The smell of Bon Ami and Mr. Clean mingle with the heady smells of chicken soup simmering, chicken livers broiling, brisket roasting and carp with lots of garlic baking in the oven. 

Newspapers are everywhere, covering freshly waxed floors and wooden boards cover the counters.

“Don’t even think of opening that cabinet!” (How did she know?)

A mysterious pot on a foil-lined shelf in the fridge covered with a lid and a towel.

I’m home from school watching the chaos of my family get ready for Passover and I am clearly in the way. 

I am bored.

I have already broken in my new Pesach patent leather shoes with the strap that goes in the front and can swivel to the back so when my mother isn’t looking I can look more sophisticated. I have already eaten an entire box of Horowitz-Margareten chocolate covered matzah secretly in my bedroom and Pesach hasn’t even begun - wait till they find out. I have already finished my library books that were supposed to last for eight days. My mother wants me to clean chometz out of my room and I am not interested.

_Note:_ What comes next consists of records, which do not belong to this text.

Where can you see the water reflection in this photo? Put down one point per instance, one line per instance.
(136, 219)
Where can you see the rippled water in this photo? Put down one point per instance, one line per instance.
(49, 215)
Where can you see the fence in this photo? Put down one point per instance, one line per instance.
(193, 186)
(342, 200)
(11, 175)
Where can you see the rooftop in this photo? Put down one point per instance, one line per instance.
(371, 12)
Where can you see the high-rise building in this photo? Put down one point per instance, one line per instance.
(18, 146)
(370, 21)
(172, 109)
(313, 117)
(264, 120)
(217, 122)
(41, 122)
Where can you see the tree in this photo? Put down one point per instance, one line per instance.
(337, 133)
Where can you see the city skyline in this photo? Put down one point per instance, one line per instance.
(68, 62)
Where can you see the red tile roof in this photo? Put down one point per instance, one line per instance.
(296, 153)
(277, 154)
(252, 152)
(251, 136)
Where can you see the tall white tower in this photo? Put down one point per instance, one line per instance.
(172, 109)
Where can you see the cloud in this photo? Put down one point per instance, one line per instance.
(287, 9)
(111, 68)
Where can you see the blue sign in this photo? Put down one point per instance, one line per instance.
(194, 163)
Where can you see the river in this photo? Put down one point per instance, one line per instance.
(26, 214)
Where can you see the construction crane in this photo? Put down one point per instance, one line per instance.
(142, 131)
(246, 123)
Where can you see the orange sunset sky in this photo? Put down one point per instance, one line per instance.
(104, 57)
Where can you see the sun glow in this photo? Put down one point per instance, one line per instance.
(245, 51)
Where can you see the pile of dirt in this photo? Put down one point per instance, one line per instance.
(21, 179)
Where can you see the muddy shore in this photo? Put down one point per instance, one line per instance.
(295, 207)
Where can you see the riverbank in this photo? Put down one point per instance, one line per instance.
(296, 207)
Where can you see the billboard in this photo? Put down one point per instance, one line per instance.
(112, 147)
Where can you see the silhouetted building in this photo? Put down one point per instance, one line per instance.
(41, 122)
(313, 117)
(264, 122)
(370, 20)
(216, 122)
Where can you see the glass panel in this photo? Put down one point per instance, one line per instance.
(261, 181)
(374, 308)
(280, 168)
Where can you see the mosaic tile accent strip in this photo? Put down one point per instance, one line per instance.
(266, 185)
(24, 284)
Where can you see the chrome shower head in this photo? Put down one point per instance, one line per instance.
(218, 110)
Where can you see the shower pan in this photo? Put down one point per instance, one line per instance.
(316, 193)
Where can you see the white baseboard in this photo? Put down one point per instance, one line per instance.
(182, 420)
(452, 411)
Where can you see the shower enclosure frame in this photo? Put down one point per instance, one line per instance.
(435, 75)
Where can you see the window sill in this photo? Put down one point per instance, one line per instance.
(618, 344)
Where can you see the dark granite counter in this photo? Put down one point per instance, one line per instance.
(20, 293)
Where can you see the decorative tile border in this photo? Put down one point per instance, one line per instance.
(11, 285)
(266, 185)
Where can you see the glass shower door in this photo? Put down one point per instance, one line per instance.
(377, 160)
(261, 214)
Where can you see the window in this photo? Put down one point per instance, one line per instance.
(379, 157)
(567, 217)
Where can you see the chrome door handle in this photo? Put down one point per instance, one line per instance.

I need to know everything.

I open the refrigerator and lift the lid and see this horrible stuff.

I shriek, drop the lid on the floor and my Bubby comes running with that worried, irritated, what have you gotten into now look on her face.

“What is this?!” I holler in English. “Lingen un layber” she answers in Yiddish….like I am foolish. “What are you doing with lungs and liver?” 

She explains that once they’re all broiled, chopped up, sautéed with onions and garlic this is what goes inside the Pesach knishes.  I am traumatized and vow to her that I will never eat another Pesach knish. Bubby looks like I’ve injured her personally.

Soon the house will be gleaming, aunts and cousins will arrive in dresses bought for yontif bearing flowers, wine and family gossip. The men return from shul, they look longingly at the radio wondering what the score is in the Stanley Cup playoffs. The table is set with the same yellow and red Haggadah (which I learn years later is simultaneously being read even in The United States!). I ask my grandparents how they ever knew when yontif began if they had no bank calendar in Rumania and Poland. They shrug “we just knew.”

The sun sets, the familiar sets in, dusted up from a year ago, carefully taken out of a treasured place. The songs and tunes we all know, the usual fight about who’s the youngest - it’s always my sister, the contest about whose horseradish is stronger, the chance for my Zaideh [the foreman in a paper box company] to shine…and for my Bubby to occasionally correct him. She can’t help it.

Maror..koraych…shulchan oraych…then we eat. 

My vow I made is long forgotten - Pesach knishes are part of the whole experience, but I still close my eyes while eating them.